Robert Vandemeulebroucke19/1/2015Leestijd 5 minuten

De vernietigende oorlog die begon in juli 2014 heeft de barslechte politieke en economische toestand in de toekomstige Palestijnse staat nog verergerd. De uitdagingen zijn buitensporig groot geworden en de samenwerking tussen de protagonisten is haast onbestaande.

Aangeboden door de abonnees van Doorbraak

Dit gratis artikel wordt u aangeboden door onze betalende abonnees. Als abonnee kan u ook alle plus-artikelen lezen. Doorbreek de bubbel vanaf €4.99/maand.
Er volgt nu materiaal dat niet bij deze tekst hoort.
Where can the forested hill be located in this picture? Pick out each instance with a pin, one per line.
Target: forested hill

Ik neem ook een abonnement

Machtsverhoudingen van de partijen op het terrein:

1° De Palestijnse Autoriteit (PA)

Mahmoud Abass is sinds het overlijden van Yasser Arafat in 2004 de leider van de PA. Hij is 79 jaar, staat bekend als een weifelaar die moeilijke problemen voor zich uitschuift. Dat wordt hem gedeeltelijk opgedrongen door de krachtverhouding met Israël: hij is duidelijk de zwakkere broer die beslissingen – en de gevolgen die zij meebrengen – meer moet wikken en wegen dan wie ook. Hij wordt nog al eens als te inschikkelijk aanzien t.o.v. de Israëlische bezetting zoals nog duidelijk naar voren kwam tijdens deze Initifada: bepaalde Palestijnse kringen verweten hem onder één hoedje te spelen met Israël en verraad te plegen omwille van zijn te lauw aangevoelde kritiek tijdens de bombardementen. Abass draagt negatieve politieke bagage met zich mee: de PA diende, vijf jaar geleden al, verkiezingen te hebben georganiseerd maar hij heeft deze alsmaar uitgesteld. Het verzwakt zijn positie ten overstaan van Hamas, die gaarne naar zijn verkiezingsoverwinning in 2006 in de Gazastrook blijft verwijzen, maar ook tegenover Israël dat hem nominaal wel als PA-leider erkent maar hem verder niet ernstig neemt. Toch komt hij soms onverwacht uit de hoek. Daarvan getuigen zijn succesvolle aanvraag lid te worden van UNESCO in 2012, de opwaardering van de status van Palestina in de VN van ‘permanent observator’ tot ‘niet lid observatorstaat’, zijn inspanningen om Palestinië als staat erkend te krijgen bij de internationale gemeenschap, een bede die vooral in Europa afgelopen jaar werd verhoord, en zijn aanvraag tot lidmaatsdchap van het Internationale Strafhof. Abass is daarmee regelrecht in botsing gekomen met de VS, de traditionele en onvoorwaardelijke bondgenoot van Israël, en natuurlijk met premier Netanyahu zelf. Zowel Israël als de VS vinden namelijk dat de tweestatenoplossing eerst grondig moet worden uitgepraat en verwezenlijkt vooraleer met andere ‘erkenningen’ voor de dag te komen.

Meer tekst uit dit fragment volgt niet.